What are we bringing to Western Christendom, asked Archbishop John? And he had to reply in all sincerity what we all have to answer to such a question; we are bringing to Western Christendom what we believe to be the truth of the undivided church of all. We bring this truth: but we do not claim that we are adequate to it. Archbishop John concluded his words by saying — take it, this truth which we carry in earthen vessels, take it with all the virtues which have developed in the course of the centuries: take it to yourself, because it belongs to you as it belongs to us, and bear those fruits which we have been in­capable of bearing. These are the two aspects of our attitude to the West as far as this meeting between Eastern and Western Christendom is concerned.

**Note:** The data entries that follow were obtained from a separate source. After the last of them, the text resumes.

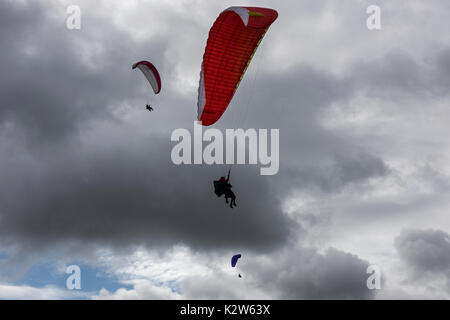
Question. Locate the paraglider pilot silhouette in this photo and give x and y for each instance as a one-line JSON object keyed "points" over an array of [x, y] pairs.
{"points": [[223, 187]]}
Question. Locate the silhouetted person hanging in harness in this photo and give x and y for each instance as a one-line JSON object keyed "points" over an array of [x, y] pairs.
{"points": [[223, 187]]}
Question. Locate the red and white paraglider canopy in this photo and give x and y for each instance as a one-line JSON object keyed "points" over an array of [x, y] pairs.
{"points": [[232, 42]]}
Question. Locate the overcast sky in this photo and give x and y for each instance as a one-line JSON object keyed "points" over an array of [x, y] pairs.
{"points": [[86, 176]]}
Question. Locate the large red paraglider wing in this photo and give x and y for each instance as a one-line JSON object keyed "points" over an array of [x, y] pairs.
{"points": [[151, 73], [232, 42]]}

This truth which we are speaking about, as the Archbishop has pointed out, is not a system of propositions which may or may not be adequate to the integrity of the Gospel which is so deep, so existential. The truth is the Lord Christ. The truth is not something. The truth is someone and the truth must be lived, shared, communed in: it cannot be simply learned and assimilated in our intellect. Theology, as it is conceived in Orthodoxy, is not a science concerning God and things divine, the created world and their mutual relationship. Theology is the knowledge of God which can be gained only in the mystery of the Church in communion with God Himself by the power of His grace. And this is why we believe so strongly that the door to the knowledge of God is in the Sacraments of the Church, because it is the Sacraments of the Church that make us partakers of this divine life. And it is this divine life which afterwards we discover, which we make explicit, which we unfold and which we offer to our own speculation and to the under­standing of others. It is from the depth of this life that we must dis­cover our unity and appeciate our disunity.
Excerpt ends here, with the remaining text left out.